It says in part:
"Since January 2001, a three-year period during which the economy has experienced one year of recession and two years of recovery, the U.S. economy has lost 2.6 percent of its private-sector jobs. These losses are not evenly distributed. Construction employment has declined by only 0.1 percent, and employment in oil and gas extraction by 0.7 percent.
Employment declines in manufacturing and knowledge jobs, however, have been dramatic.
Tables prepared by Charles McMillion of MBG Information Services from government data show employment in
primary metals down 24 percent;
machinery 21.6 percent;
computer and peripheral equipment 28 percent;
communications equipment 38.8 percent;
semiconductors and electronic components 37 percent;
electrical equipment and appliances 22.8 percent;
textile mills 34.1 percent;
apparel 37.3 percent;
chemicals 8.3 percent;
plastics and rubber products 13.8 percent;
Internet publishing and broadcast 40 percent;
telecommunications 19.4 percent;
ISPs, search portals, data processing 22.6 percent;
securities, commodity, investments 6.8 percent;
computer systems design and related 17 percent."

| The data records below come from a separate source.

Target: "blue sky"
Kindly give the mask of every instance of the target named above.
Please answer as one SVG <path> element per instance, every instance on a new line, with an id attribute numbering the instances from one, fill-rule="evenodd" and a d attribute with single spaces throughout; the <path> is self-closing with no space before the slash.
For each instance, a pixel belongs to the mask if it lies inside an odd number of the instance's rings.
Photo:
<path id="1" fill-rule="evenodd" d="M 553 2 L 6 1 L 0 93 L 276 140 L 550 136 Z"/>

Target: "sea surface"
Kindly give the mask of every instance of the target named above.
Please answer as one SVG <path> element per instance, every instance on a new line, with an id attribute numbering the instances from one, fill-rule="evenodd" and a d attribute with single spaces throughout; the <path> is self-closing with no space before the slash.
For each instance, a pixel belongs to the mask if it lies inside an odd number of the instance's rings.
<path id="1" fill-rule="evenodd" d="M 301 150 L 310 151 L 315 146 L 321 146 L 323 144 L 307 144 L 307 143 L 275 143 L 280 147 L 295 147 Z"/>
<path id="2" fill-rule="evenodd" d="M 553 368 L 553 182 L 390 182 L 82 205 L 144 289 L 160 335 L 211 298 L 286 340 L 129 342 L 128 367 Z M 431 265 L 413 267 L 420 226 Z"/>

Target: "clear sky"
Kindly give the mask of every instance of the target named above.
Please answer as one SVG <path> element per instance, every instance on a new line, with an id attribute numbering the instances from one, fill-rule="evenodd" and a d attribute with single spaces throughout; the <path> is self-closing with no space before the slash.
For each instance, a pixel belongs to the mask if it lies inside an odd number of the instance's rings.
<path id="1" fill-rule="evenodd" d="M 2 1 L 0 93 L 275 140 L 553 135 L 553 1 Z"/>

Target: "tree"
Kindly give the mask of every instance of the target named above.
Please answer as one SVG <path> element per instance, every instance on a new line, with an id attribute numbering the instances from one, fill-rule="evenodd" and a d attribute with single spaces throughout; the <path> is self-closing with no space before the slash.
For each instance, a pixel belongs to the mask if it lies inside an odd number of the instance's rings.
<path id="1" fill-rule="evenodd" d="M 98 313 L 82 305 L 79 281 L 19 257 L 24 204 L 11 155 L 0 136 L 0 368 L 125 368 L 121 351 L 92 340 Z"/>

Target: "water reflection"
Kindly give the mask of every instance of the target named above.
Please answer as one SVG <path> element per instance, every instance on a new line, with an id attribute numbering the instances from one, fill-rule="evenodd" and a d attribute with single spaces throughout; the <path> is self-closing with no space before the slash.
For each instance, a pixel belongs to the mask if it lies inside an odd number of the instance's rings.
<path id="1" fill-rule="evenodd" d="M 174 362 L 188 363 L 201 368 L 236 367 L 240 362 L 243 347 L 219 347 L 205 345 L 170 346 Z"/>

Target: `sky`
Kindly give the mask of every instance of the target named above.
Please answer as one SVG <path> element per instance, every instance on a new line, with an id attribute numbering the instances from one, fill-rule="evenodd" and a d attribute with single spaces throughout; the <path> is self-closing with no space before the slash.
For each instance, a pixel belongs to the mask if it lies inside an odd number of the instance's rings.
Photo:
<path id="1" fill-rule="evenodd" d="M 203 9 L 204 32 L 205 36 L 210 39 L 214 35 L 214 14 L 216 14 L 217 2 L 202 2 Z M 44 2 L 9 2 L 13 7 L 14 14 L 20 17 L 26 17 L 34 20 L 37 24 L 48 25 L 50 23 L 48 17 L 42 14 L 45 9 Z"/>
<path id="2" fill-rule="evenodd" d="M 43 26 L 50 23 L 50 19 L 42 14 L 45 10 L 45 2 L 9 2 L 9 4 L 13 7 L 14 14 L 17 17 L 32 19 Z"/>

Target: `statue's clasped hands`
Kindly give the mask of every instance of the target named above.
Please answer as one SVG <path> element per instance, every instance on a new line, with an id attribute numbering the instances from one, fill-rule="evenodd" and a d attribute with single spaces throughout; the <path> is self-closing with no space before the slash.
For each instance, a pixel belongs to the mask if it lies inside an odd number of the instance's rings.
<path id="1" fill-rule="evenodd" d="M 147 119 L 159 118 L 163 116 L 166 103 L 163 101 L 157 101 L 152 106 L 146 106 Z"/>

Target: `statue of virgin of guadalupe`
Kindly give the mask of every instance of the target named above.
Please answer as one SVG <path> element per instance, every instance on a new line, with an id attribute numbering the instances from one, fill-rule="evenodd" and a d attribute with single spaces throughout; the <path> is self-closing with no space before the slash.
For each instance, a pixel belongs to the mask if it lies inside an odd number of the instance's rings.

Please note that many of the industries listed are not Silicon Valley industries. Not much primary metals, textiles, apparel, plastics or rubber work in this area.
I continue to be astonished by your steadfast unremitting unwillingness to observe your surrounding reality.
I read your profile up to the point that you said you were a a hard core card carrying member of the Libertarian Party. Please, if there is anything that should define a Libertarian its free trade. Ive heard that Libertarian politics are intrinsically unstable and free to morph into anything fashioned by their emotions. But Ive never seen such a profound example as this today.
That profile was written quite some time ago. You may be incapable of adapting to new environments, that doesn't mean I have to be.
Frankly I'm not surprised you stopped reading my profile in the first paragraph. It seems a pattern for you to only go as deep into any subject as it takes to find a single data point that supports your preconceived prejudices.
Sad.
- Internet down 40%? Remember the phase Internet bubble? Or did we outsource 40% of the Internet?
- Communications and semiconductors up 38%? Same thing, bubble. They were probably up 38% in the 3 years prior to the bubble bursting.
- Apparel 37 percent? You really think that we should protect apparel workers? Is the US a place for apparel workers? Is New York City a place for farming?
"Frankly I'm not surprised you stopped reading my profile in the first paragraph. It seems a pattern for you to only go as deep into any subject as it takes to find a single data point that supports your preconceived prejudices."
One word projection. I need to move on.